Starting with the first papers that was published in 1993, "Peptides Secondary Structure Prediction with Neural Networks: A Criterion for Building Appropriate Learning Sets" and "Protein Folding Analysis by an Artifical Neural Network Approach," a typical black box method was used. What was different was the method in which they chose their training sets. In the case of neural networks, they tend to recognize the alpha-helix pattern to a higher degree of accuracy than any other secondary substructure. They believe this is caused by the homologies of the protein. So to counteract the type of overtraining on alpha-helixes that can occur, they opt to employ a "weak homologies" method. That is, they will build up their training sets with increasing percentages of alpha-helixes. In their study they used a total of seven different training sets. The first set had <10% alpha helixes, and each subsequent training set increased in the percentage of alpha helixes with the final training at >56% alpha-helixes.
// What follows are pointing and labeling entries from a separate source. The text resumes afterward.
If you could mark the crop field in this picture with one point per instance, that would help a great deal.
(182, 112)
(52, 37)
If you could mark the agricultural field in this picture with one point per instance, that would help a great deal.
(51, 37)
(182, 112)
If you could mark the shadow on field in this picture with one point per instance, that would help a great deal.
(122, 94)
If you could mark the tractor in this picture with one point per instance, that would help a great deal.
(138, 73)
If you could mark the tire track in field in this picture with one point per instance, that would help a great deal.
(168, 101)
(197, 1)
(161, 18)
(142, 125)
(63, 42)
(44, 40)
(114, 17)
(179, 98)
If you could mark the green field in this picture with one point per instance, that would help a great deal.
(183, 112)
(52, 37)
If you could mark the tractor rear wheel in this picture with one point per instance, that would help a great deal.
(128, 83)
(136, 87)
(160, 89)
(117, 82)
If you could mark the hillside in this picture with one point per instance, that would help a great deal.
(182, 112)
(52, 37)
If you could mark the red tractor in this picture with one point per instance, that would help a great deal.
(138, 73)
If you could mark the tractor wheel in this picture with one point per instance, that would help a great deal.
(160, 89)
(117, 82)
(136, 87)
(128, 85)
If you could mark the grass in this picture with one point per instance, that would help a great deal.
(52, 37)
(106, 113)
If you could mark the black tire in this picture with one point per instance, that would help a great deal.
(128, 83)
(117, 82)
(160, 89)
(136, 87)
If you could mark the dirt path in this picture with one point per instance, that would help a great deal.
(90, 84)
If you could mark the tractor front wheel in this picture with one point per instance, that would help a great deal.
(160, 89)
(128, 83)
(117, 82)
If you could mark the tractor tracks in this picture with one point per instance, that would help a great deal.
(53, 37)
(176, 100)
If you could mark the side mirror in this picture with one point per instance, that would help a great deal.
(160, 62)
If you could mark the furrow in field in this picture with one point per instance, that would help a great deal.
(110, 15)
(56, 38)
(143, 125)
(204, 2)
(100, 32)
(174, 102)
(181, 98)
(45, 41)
They were hoping to build up a better, more generalized bond between the secondary structural patterns and the protein's amino acid chain.

Their results showed much promise. Their algorithm performed much better than most of the competition in protein categories that did not include high percentages of alpha-helixes. However, one algorithm performed consistently better on protein sets with high alpha-helix percentages, the Kneller method. The Kneller method also includes tertiary structural class information along with the amino acid chains. The paper supposes that the this method will perform much better on only certain types of proteins (either mostly all alpha-helixes or all beta-sheets). The tertiary class information does not carry any information related to the mixture and interaction of the different secondary structures. However, their method is not so specialized and they claim it has no such restrictions and that it carries information on all three secondary structure types. Also, their training sets were only limited to about 1300 amino acids, which is only about 10-15 proteins each. If their training sets had been larger, >100 proteins each, then they believe they would have gotten results around the 70% accuracy range.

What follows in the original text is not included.